Orang tua-tua dolo selalu menjaga diri, menjaga hak orang lain, menjaga adat-aturan dan selalu taat beribadah! Kalau mengaji Alqur’an biasanya berjam-jam. Apalagi saat malam hari selesai Shalat Isya biasanya mereka baru tamat atau shadaqollah ketika larut malam. Makanya, ucapan kata Kur keramat di lidah mereka sangat terasa nikmat. Berbeda dengan lidah anak muda yang doyan berbohong dan terbiasa dengan kata-kata kotor dan cabul. Seribu kali menyebut Kur hanya menghasilkan kejengkelan di telinga.

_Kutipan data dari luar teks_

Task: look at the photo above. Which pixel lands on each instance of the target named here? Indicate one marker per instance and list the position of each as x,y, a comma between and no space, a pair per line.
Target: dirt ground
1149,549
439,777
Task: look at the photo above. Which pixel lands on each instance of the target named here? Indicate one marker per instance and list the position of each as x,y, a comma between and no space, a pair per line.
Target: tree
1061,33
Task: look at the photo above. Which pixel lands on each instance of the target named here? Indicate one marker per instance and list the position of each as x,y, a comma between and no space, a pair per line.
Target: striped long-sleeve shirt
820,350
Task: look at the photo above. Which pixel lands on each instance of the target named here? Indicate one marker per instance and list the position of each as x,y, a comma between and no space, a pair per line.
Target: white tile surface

Kini, populasi generasi tua sudah semakin berkurang dan posisi mereka diambil alih oleh generasi muda! Banyak diantaranya yang sudah mengenyam pendidikan moderen dan tidak pernah tertarik lagi untuk menggali khazanah kebudayaan Kur masa lalu yang penuh nilai. Mereka berangkat untuk menuntut ilmu ke Tual, Ambon, Papua, Ternate, Makassar bahkan ke Jakarta Ibu kota negara ini. Sayangnya, tidak ada satu pun buku yang ditulis untuk mengenang negeri ini. Sebagian mereka bangga mengklaim diri sebagai orang asing, berbahasa dengan logat kejawa-jawaan atau bahasa Indonesia tinggi yang membuat orang kampung kami jadi kagum sekaligus bingung.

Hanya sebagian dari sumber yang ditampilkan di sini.